EDITORIAL: Limiting your options

State Hornet Staff

Getting Friday off of school will soon become more difficult. A decision made by President Donald Gerth will end all 75-minute Monday-Wednesday class times between 9 a.m. and 2 p.m. by next fall. In their place, students taking three-unit classes at these times will be forced to take 50-minute Monday-Wednesday-Friday classes. The change, proponents say, will free lecture classrooms by 25 percent during these times. If Gerth has the right idea, he has the wrong campus.

The majority of Sacramento State students work, and many of them work full time in order to pay their way through school. In this environment, flexibility for students is paramount. With the elimination of these popular classes, some students will be forced to choose between work and school. Quick graduation will be more difficult for many students who choose the latter. When Gerth stressed the importance of graduation and retention rates in his fall address, this serious academic inconvenience to working students must have slipped his mind.

Gerth and the exploratory committee that drafted the plan seemed to lend no consideration to its potential impact on the rest of the week?s scheduling, most notably Tuesday-Thursday classes. Potentially large numbers of students will shift their classes to this time. It is reasonable to believe that if students need a day off, they will take it, even if it means crowding classes on other days. If empty parking lots and a barren campus are any indication, Friday classes are traditionally unpopular.

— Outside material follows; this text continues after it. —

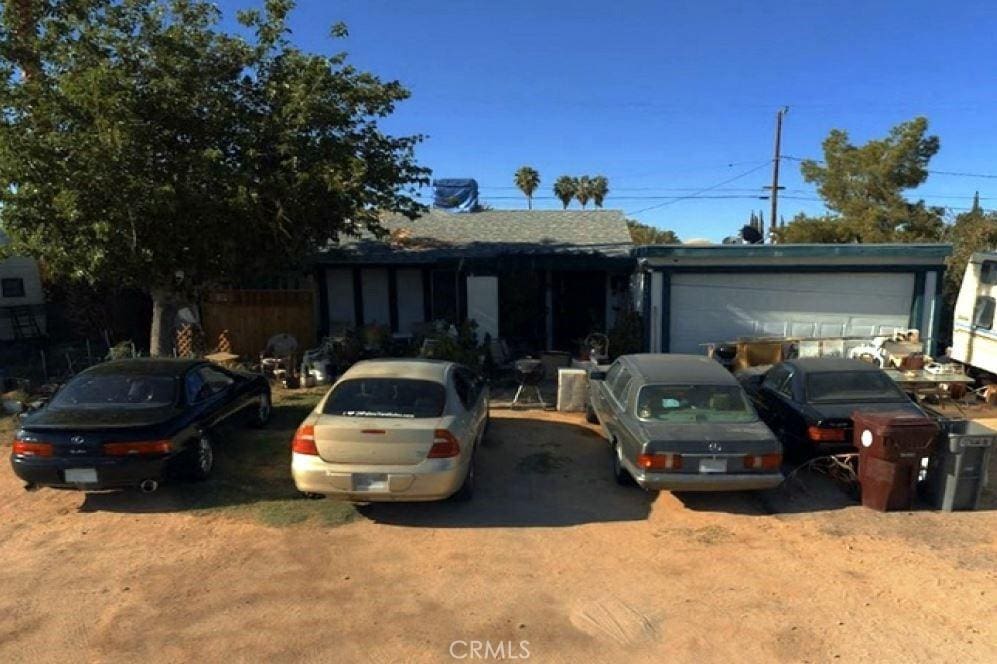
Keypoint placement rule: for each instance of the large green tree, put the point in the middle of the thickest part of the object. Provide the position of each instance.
(142, 145)
(864, 188)
(527, 179)
(971, 231)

Some departments have worked hard to accommodate rising numbers of students without limiting their options by vigorously promoting night and Saturday classes as well as distance education. By eliminating class times, their efforts will be in vain. A university-wide policy change will attempt to solve problems that do not exist in some departments. Decisions to eliminate class times should be at the discretion of department chairs, not the administration.